Villafranchien 2020 (80 % grenache, 10% carignan, 10% de cinsault - Elevage barrique et cuve) : la robe est légèrement plus claire que le précédent. Le nez est très fin, délicat, sur des notes florales, la cerise et l'écorce d'orange. La bouche est pure, élancée, déployant une matière élégante et aérienne, au toucher caressant et à la fraîcheur bluffante. La finale nette et précise, sur l'écorce d'agrume, la fraise confite et le noyau de cerise rend le vin encore plus ensorcelant.
Villafranchien 2021 Ad Libitum (80 % grenache, 20% de cinsault - Elevage en cuve) : le nez est peu moins expressif que le 2020, mais encore plus subtil, sur la rose, la violette, la cerise et les épices douces. La bouche gagne en pureté et en droiture, avec une acidité plus traçante. Et cela s'accentue encore plus dans une finale réjouissante dominée par l'agrume et complétée par des notes florales.
Carbonifère 2019 (80 % syrah, 25% de grenache et carignan) : le nez est une fois de plus délicat, floral, sur la violette, la fumée, le tabac et les agrumes. La bouche est aussi ample qu'élancée, alliant une grande tension à une matière fine, élégante, profonde, d'un équilibre superlatif.
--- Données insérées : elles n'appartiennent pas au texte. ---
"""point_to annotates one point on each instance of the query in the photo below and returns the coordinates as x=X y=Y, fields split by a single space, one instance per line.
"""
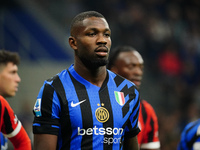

Et puis toujours une grande fraîcheur, signature du domaine. Comme pour les autres cuvées, la finale poursuit dans la finesse, sur la violette et le tabac. Superbe.
Homo Habilis 2017 (60 % mourvèdre, 20 % grenache et 20 % syrah) : le nez est rafraîchissant sur le menthol et les agrumes, avant que n'arrivent la violette et la rose. La bouche est ample, racée, énergique, avec une matière juteuse et sanguine d'une grande finesse. La finale intense est de haut vol, mariant le menthol et l'eucalyptus aux agrumes et aux notes florales.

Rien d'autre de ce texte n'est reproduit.